I haven’t updated this in quite a long time. This isn’t because I was being lazy, or forgot about this blog. Honestly, I felt like it was becoming too negative. I know my purpose when I started documenting my struggle with lupus was to be blatantly honest about how I was doing and feeling. But when I was flaring up, my posts all sounded like complaints. So I decided to take a brief break—I decided to resume updating this blog when I successfully completed at least one half-marathon while wearing my “Cure Lupus” shirt. I have successfully completed two half-marathons in the past nine days! Yay!
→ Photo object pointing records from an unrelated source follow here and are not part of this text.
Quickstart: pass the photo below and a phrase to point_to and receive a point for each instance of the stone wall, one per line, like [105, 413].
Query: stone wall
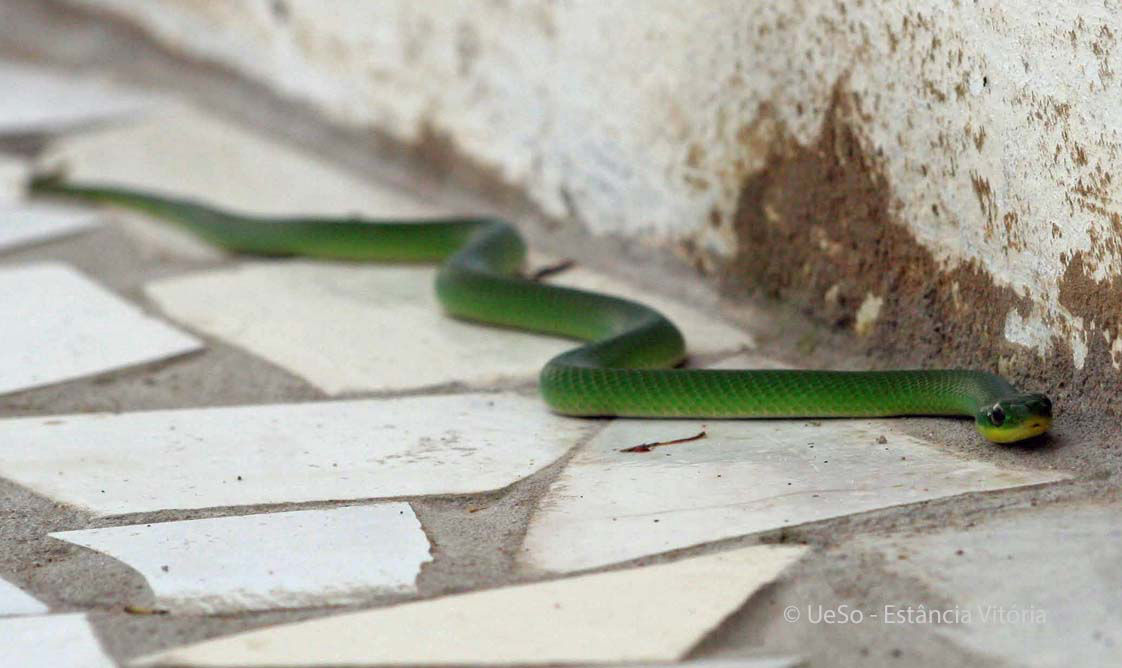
[944, 177]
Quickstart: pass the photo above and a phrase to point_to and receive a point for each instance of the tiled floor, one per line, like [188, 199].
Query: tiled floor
[428, 518]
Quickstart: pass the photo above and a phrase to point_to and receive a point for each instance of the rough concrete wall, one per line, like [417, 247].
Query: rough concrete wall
[941, 176]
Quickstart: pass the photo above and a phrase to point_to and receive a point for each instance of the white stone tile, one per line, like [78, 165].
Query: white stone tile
[39, 100]
[33, 223]
[762, 661]
[14, 177]
[1040, 587]
[187, 153]
[51, 641]
[113, 464]
[353, 328]
[14, 601]
[192, 154]
[290, 559]
[745, 476]
[60, 326]
[655, 613]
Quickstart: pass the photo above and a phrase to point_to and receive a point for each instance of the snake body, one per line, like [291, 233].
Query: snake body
[626, 365]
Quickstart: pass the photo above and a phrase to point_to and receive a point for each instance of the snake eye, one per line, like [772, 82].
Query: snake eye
[996, 417]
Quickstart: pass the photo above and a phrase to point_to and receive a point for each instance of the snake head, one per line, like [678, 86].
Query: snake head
[1014, 418]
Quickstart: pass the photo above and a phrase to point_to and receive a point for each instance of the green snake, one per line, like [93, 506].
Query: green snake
[626, 365]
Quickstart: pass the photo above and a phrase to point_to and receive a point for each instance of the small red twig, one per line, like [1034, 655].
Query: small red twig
[550, 270]
[649, 447]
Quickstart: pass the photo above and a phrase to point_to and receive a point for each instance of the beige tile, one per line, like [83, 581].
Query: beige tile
[51, 308]
[144, 461]
[655, 613]
[290, 559]
[743, 477]
[51, 641]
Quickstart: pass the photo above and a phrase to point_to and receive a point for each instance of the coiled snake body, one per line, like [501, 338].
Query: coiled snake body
[626, 366]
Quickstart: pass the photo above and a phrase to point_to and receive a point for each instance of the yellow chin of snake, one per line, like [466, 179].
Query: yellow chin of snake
[1029, 428]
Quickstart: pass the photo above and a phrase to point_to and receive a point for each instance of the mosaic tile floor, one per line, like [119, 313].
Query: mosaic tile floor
[387, 488]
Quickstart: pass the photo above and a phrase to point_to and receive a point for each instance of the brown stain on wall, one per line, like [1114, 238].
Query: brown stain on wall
[819, 220]
[1098, 302]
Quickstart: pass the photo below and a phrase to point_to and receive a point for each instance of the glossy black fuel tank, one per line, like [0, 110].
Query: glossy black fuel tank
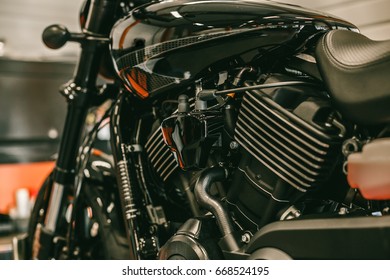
[168, 44]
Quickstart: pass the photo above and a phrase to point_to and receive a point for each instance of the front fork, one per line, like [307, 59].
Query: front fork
[80, 94]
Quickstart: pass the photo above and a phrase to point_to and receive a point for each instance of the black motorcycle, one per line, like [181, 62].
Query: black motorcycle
[238, 130]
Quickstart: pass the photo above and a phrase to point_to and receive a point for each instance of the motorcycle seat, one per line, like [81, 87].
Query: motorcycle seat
[356, 71]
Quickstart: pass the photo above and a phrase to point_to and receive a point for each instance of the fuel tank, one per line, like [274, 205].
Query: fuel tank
[169, 44]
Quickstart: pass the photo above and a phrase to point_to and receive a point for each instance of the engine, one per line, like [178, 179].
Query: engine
[286, 143]
[289, 139]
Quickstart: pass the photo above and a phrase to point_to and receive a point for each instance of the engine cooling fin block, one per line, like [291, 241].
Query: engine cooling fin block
[298, 152]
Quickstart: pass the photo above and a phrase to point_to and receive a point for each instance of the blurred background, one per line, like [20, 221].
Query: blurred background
[32, 111]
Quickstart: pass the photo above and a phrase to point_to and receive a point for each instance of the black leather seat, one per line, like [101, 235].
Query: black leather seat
[356, 71]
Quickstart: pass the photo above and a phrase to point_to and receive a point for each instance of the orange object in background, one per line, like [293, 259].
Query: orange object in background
[21, 175]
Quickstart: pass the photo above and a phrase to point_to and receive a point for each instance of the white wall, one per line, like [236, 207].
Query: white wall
[372, 17]
[22, 23]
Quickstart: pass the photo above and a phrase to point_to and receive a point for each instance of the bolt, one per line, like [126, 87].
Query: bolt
[233, 145]
[246, 237]
[343, 211]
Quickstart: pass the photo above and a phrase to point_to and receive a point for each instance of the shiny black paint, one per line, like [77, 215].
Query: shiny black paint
[162, 45]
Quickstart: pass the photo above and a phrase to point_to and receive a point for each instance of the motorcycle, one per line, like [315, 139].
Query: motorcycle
[238, 130]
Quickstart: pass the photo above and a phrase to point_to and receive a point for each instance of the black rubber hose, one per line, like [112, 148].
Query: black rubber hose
[202, 195]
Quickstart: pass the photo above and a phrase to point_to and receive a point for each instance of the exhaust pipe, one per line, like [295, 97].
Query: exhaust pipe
[202, 195]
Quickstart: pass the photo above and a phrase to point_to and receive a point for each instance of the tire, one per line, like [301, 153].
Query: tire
[99, 225]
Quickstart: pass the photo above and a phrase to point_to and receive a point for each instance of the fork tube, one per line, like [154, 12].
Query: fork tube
[79, 94]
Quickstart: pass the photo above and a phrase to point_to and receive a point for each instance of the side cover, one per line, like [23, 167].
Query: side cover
[159, 46]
But let me backtrack a little. In February, I was exhausted and in a lot of pain. My joints felt heavy and stiff—like they were filled with cement. It hurt to move. It hurt to lay still. It hurt to leave my warm mattress pad and covers. Most of all, it hurt to go out into the cold. I became a bit reclusive, resting on our bed whenever I had the chance. Because of my uncomfortable joints, running and cooking—things I truly love—were no longer enjoyable. They turned into chores. I still ran, but I did not keep the running schedule that I had planned. I put in less miles per week than I wanted, and my longest run was only ten miles.

Towards the end of February, I flew to Texas to see my rheumatologist (whom I absolutely adore). After reviewing my labs, inspecting my joints, and performing a thorough physical exam, he decided to prescribe a different medication. He prescribed Imuran, a somewhat harsh immunosuppressant. He told me that I should notice a difference within 60 days.

Just having a different medication filled me with hope. Having lupus can be emotionally exhausting. I feel like I’m missing out on so much—like I’m sleeping my life away. So having a new-to-me medication—one that could possibly end this flare-up—is exciting. I’ve been on the Imuran a little over a month, and I can honestly say that I feel much better than I did in February. I’m still not back to normal. I still feel exhausted and my joints don’t always want to cooperate, but I am getting better. I do not have the energy to do all that I want to in a day. But if I plan my day right, I have enough energy to get some chores and work done and still go for a run. I know that having the energy to go for a run might not seem that important to some people, but it’s so important to me. I’m filled with hope and optimism on days that I run, but days that I physically can’t run seem so dark and bleak. Running makes me feel human—makes me feel normal. When I run by other people in the park, I feel like I’m just as strong and just as healthy as they are.